The profiteers are the cockroaches of crisis, those rich and clever enough, also, to bullhorn that anyone decrying their practices is somehow an enemy of freedom. But what sort of freedom are they blaring? Individual freedom? The right to choose for yourself? The most intimate of all, conflicting personal belief? No, none of this is of interest to the profiteer. You can have any of those limited freedoms just so long as it doesn’t interfere with business. The free market, that is their political ideology. Being free to charge whatever, in whatever circumstance, and refuse to accomodate those under the range of the exorbitant costs forced onto a panicked world, survival of the fittest of the open market. This is the motive behind the profiteers, and a great many of them presently (and probably always have, in the history of our nation) reside in the white house administration, those cutthroat corporate crooks, culled from various degenerate libertarian schools of thought, that believe human existence comes secondary to individual profit.
Whenever we find everything worthless–no one and nothing to trust; every person everywhere only in it for themselves!–when all we can see is a predatory world, a hooting jungle we are lost within, when so much has happened and you’ve just had enough and you sink into that solemn place buried so deep inside of you, this is the moment to we must revive. Is it really all darkness? If life is not in favor of the sun, but merely being pulled back into the giant black hole that will one day consume our universe, then there is no reason for thinking, much less hoping, if you can no longer see yourself as the great hero you once felt the world was waiting for.
Yes, we all have, often shamefully, those childhood dreams that developed our god-complexes in later years. Superheroes, or even God Itself, those were our fantasies of who we wanted to be. Even the bad guy aficionados understood there was a sense of justice, of a difference between right and wrong. But this new self-focus, at times it can get incredibly dangerous. A born-again selfishness is a terrifying way to live in this ebb-tide reality we’re all securely trapped within. It is like a cloud of dark magic, really more of an evil cleric’s curse, and it descends upon the future-oriented in a scream of “Now! Now! Now!”
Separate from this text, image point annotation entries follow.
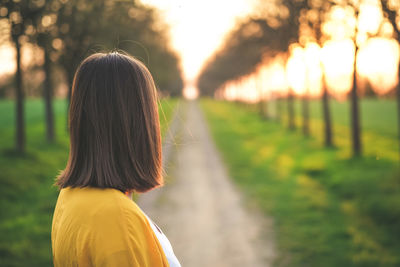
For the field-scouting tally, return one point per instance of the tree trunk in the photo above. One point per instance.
(355, 117)
(48, 97)
(70, 80)
(398, 109)
(306, 116)
(327, 117)
(290, 98)
(20, 123)
(278, 109)
(263, 106)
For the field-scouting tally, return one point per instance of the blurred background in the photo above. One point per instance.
(301, 98)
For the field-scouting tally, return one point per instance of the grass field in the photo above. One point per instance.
(329, 209)
(27, 194)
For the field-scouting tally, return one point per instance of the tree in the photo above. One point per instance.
(45, 31)
(20, 15)
(392, 12)
(316, 11)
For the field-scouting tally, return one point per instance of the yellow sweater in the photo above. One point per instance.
(102, 227)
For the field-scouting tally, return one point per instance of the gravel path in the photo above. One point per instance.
(199, 209)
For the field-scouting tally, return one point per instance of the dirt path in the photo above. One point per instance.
(199, 209)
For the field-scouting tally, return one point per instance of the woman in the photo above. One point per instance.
(115, 150)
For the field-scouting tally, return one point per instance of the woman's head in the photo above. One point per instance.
(114, 126)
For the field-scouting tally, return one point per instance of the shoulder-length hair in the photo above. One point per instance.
(114, 126)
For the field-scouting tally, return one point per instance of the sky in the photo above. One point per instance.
(198, 27)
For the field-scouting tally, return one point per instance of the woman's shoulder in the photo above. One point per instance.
(107, 203)
(113, 224)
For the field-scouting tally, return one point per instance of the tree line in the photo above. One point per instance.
(69, 30)
(282, 24)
Darkness can be a lot of fun. I have fun with it. Doom is very interesting. But the glamour of such a way of life is always shrinking, a bitter, snarling moment sunk deeply into your core, either setting off or blocking such oblivious fixations as hope. We start by eliminating joy, and then go in for the kill, endlessly, tearing everything apart until there is nothing left to care about.
Even indoors, we can still look out the window. And while human activity has become more pastoral than any time over the past hundred years, this does not mean that people are interacting, nor hardly even looking your way (I was outside today, walking my dog. It was a lovely day. A neighbor walked by and nodded nervously at me. I said, “Good morning.” They kept their head down in response, mumbling uncertainly, “Muh-muh-orning,” then scurried away.) But there is still something interesting in the silence, in those bright, solitary moments when we can feel that the air is still alive, that there is yet a reason for living, and that shutting the door forever in the face of any form of trust is the beginning of our return to the caves.